Für Rösti nimmt man mehlige Kartoffeln, die man am Vortag kocht und schält, mit einer groben Raffel in Stifte schneidet und salzt. Die Kartoffelstifte werden in einer dazu geeigneten Pfanne in heißer Butter binnen ca. 20 Minuten auf einer Seite goldbraun gebraten, dann mittels Pfannendeckel oder Teller umgedreht und fertig gebraten.

In «Alice Vollenweiders kleines Kulinarium», Zürich 1996, schreibt die Autorin über Rösti: «Die traditionelle Rösti wird aus gekochten Kartoffeln zubereitet, denn sie ist ursprünglich ein Restegericht, zu dem man Kartoffeln verwendet, die am Vortag in der Schale gekocht wurden und als sogenannte Gschwellti (Pellkartoffeln) zusammen mit Käse gegessen werden. Das Grundrezept der Rösti ist einfach: Für 4 Personen reibt man ein Kilo nicht zu weich gekochte Kartoffeln vom Vortag durch eine grobe Raffel, die in der Schweiz Röstiraffel heißt und in jedem Haushaltsgeschäft erhältlich ist. (...) In einer großen, glatten Bratpfanne erhitzt man 2 Esslöffel eingesottene Butter oder eine Mischung von Öl und Butter, gibt die Kartoffeln, die man mit wenig Salz vermischt hat, dazu und presst sie mit der Bratschaufel zu einem Kuchen.

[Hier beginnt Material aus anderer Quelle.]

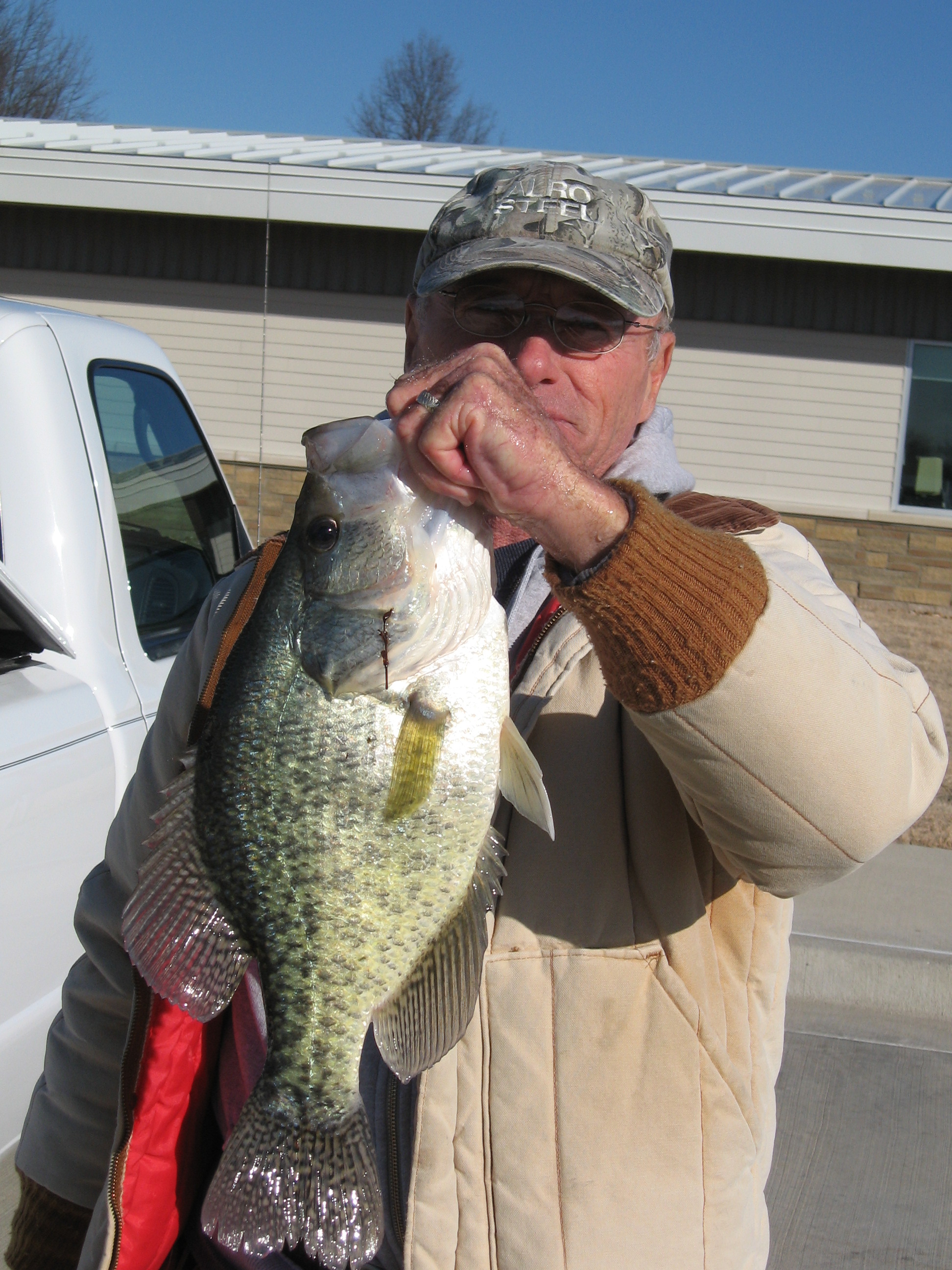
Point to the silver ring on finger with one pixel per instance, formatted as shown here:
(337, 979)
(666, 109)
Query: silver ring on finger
(428, 400)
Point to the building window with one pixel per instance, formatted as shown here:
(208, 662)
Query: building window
(927, 463)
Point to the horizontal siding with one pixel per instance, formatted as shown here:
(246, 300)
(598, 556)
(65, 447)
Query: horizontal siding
(325, 356)
(791, 418)
(794, 430)
(327, 365)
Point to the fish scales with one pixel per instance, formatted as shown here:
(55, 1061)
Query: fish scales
(291, 792)
(335, 826)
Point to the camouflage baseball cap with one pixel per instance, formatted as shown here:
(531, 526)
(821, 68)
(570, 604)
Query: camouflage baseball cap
(556, 218)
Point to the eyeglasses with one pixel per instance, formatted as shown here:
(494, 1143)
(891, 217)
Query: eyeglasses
(584, 327)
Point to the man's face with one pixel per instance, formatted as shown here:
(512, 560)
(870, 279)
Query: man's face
(595, 402)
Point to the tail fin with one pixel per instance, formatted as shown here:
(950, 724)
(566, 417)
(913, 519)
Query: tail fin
(282, 1180)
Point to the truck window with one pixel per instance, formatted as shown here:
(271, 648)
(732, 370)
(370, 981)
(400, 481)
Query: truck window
(175, 516)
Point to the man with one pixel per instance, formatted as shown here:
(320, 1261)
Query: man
(716, 728)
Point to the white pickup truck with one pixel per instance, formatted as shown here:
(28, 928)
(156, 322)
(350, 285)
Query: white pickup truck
(115, 524)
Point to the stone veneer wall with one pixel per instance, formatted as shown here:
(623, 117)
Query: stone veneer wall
(869, 559)
(881, 559)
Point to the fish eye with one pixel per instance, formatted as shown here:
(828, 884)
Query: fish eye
(323, 533)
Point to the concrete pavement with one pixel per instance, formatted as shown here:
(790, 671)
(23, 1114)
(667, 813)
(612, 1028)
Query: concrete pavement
(862, 1174)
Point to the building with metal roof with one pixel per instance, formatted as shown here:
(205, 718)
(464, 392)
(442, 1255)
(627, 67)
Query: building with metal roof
(814, 309)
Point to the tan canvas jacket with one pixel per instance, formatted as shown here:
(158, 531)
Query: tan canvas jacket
(612, 1101)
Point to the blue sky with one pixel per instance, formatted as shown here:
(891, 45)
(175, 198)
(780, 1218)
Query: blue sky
(852, 85)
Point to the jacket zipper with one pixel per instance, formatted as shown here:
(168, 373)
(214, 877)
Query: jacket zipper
(139, 1026)
(527, 657)
(394, 1188)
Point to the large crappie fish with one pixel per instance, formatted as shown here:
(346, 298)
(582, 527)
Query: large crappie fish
(334, 823)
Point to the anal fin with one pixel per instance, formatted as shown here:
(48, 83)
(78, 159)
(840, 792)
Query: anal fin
(521, 779)
(428, 1014)
(285, 1180)
(415, 758)
(175, 932)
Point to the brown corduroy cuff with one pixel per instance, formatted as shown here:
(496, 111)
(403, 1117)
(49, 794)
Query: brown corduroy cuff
(669, 609)
(48, 1231)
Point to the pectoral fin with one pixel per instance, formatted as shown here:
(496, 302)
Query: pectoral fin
(521, 779)
(415, 758)
(175, 931)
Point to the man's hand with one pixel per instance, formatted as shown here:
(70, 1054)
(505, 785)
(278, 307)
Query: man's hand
(493, 445)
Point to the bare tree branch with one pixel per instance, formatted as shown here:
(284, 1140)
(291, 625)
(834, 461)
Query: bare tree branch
(414, 98)
(44, 74)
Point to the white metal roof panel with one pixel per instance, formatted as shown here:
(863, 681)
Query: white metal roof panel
(854, 218)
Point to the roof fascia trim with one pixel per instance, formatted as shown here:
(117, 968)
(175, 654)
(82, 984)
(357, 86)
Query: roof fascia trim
(787, 229)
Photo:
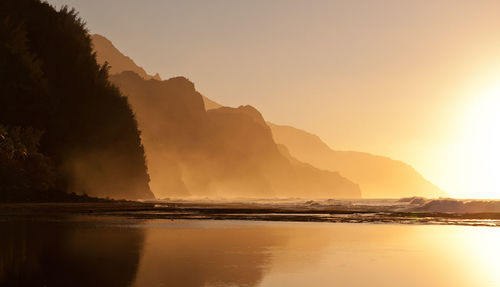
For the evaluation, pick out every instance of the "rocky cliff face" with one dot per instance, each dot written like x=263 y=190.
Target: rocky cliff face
x=226 y=152
x=378 y=176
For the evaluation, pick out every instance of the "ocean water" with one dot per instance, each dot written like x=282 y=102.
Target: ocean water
x=121 y=251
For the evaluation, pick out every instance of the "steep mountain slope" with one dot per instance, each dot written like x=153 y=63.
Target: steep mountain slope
x=109 y=53
x=378 y=177
x=56 y=98
x=226 y=152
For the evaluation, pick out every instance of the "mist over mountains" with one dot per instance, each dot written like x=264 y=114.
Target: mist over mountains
x=224 y=152
x=279 y=148
x=63 y=126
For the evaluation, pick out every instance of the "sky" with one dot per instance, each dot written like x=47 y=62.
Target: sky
x=418 y=81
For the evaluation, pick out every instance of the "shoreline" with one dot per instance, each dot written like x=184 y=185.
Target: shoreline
x=214 y=211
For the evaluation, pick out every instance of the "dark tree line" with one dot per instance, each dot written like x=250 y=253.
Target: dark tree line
x=57 y=100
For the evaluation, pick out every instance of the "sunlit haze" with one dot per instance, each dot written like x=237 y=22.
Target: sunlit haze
x=416 y=81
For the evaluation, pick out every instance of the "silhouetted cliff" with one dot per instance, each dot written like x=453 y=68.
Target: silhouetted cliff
x=51 y=83
x=223 y=152
x=378 y=176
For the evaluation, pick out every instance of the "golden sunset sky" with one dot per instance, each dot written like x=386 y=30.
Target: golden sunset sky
x=418 y=81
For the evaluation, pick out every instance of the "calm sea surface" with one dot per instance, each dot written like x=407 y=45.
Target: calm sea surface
x=111 y=251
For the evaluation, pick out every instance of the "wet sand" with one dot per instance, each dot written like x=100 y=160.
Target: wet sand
x=249 y=211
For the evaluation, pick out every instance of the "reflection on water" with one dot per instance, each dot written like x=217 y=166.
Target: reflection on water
x=126 y=252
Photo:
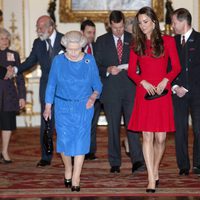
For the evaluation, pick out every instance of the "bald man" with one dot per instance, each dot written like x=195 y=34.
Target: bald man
x=43 y=52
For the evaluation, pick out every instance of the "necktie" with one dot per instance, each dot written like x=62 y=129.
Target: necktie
x=183 y=41
x=50 y=50
x=89 y=50
x=119 y=49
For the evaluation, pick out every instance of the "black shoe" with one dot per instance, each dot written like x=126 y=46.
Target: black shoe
x=138 y=166
x=75 y=188
x=115 y=169
x=68 y=183
x=196 y=170
x=4 y=161
x=43 y=163
x=157 y=183
x=127 y=152
x=90 y=156
x=184 y=172
x=150 y=190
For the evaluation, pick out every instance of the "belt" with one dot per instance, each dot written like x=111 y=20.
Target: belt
x=71 y=100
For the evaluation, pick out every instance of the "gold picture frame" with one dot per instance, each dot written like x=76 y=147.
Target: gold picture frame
x=67 y=14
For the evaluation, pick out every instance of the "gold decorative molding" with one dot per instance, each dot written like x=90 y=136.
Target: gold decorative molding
x=68 y=15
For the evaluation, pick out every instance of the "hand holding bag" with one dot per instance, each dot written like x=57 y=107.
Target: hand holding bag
x=155 y=96
x=47 y=138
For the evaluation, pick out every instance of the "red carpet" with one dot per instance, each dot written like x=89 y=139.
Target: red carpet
x=23 y=179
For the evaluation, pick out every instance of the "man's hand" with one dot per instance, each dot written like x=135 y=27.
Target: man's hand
x=180 y=91
x=22 y=103
x=10 y=73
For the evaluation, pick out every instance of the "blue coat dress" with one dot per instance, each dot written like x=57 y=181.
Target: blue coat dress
x=69 y=87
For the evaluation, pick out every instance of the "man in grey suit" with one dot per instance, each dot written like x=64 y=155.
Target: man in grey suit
x=44 y=49
x=186 y=90
x=111 y=50
x=88 y=29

Nach Berner Tradition beträufelt man sie mit 2 Esslöffeln Milch, weil das der Rösti eine besonders schöne Kruste gibt, und deckt die Pfanne mit einem schweren Deckel zu. Sobald die Kartoffeln brutzeln, stellt man das Feuer ganz klein und lässt die Rösti während dreißig Minuten langsam braten, wobei sich eine goldbraune Kruste bildet. Beim Anrichten stürzt man die Rösti auf den Deckel und lässt sie dann auf eine Platte gleiten, so dass die knusprige Seite nach oben kommt.»

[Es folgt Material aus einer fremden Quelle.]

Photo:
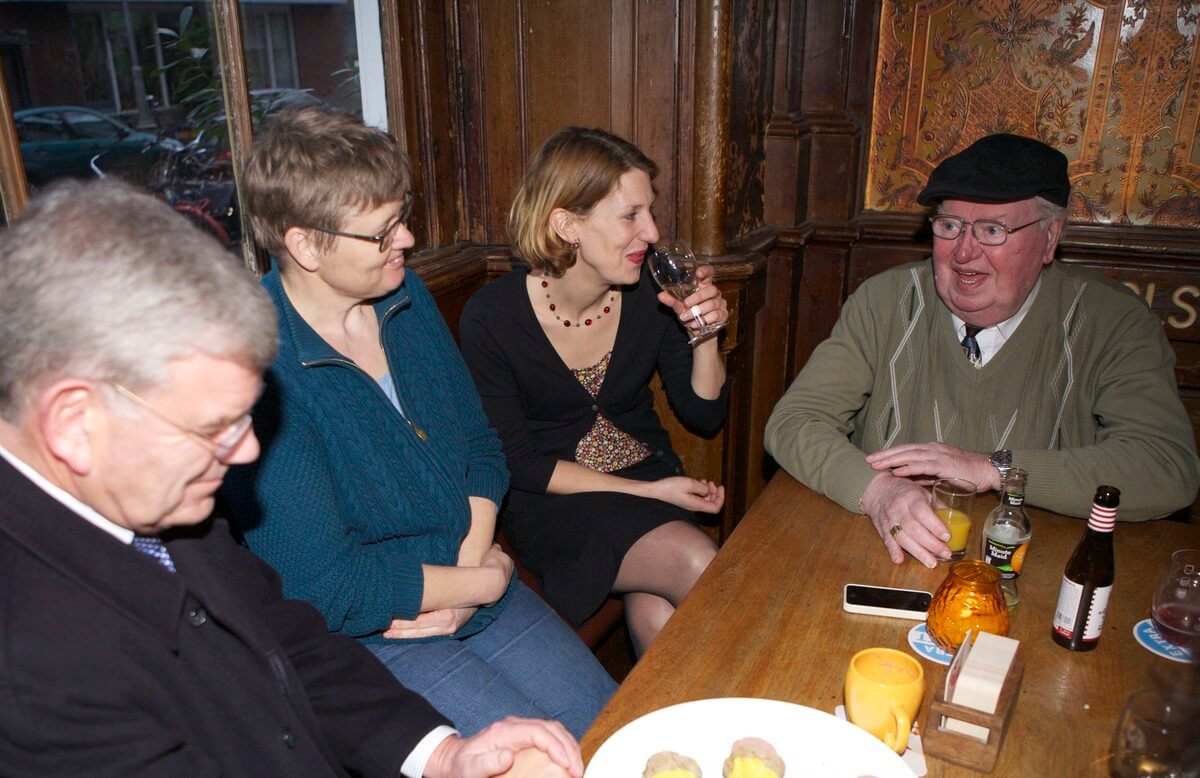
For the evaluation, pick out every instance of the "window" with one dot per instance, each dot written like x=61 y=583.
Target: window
x=89 y=125
x=144 y=100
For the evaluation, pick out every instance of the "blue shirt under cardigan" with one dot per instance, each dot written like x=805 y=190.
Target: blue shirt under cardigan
x=346 y=500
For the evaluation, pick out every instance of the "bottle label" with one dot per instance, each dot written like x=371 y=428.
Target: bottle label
x=1068 y=606
x=1006 y=557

In dem Buch «Die besten Schweizer Rezepte und ihre Geschichten» von Alfred Haefeli, Lenzburg 2010, lautet der Kommentar zum dort abgedruckten Rösti-Rezept: «Rösti, typisch schweizerisch? Ja. Sie verdrängte nicht nur das ältere Suppenfrühstück des Bauern, sondern auch die mittelalterlichen Brei- und Milchspeisen. Die Rösti war also zuerst ein währschaftes Frühstück. Die Schüssel mit den goldgelb gebratenen Kartoffeln stellte man mitten auf den Tisch und jeder stach mit dem Löffel vom Kartoffelkuchen ab. Dabei war es Brauch, den Löffel mit der Rösti in die weite Tasse mit dem schwachen Milchkaffee zu tunken und so den Genuss noch zu steigern. Das Frühstück gab den Boden für die strenge Arbeit auf dem Hof und dem Feld.»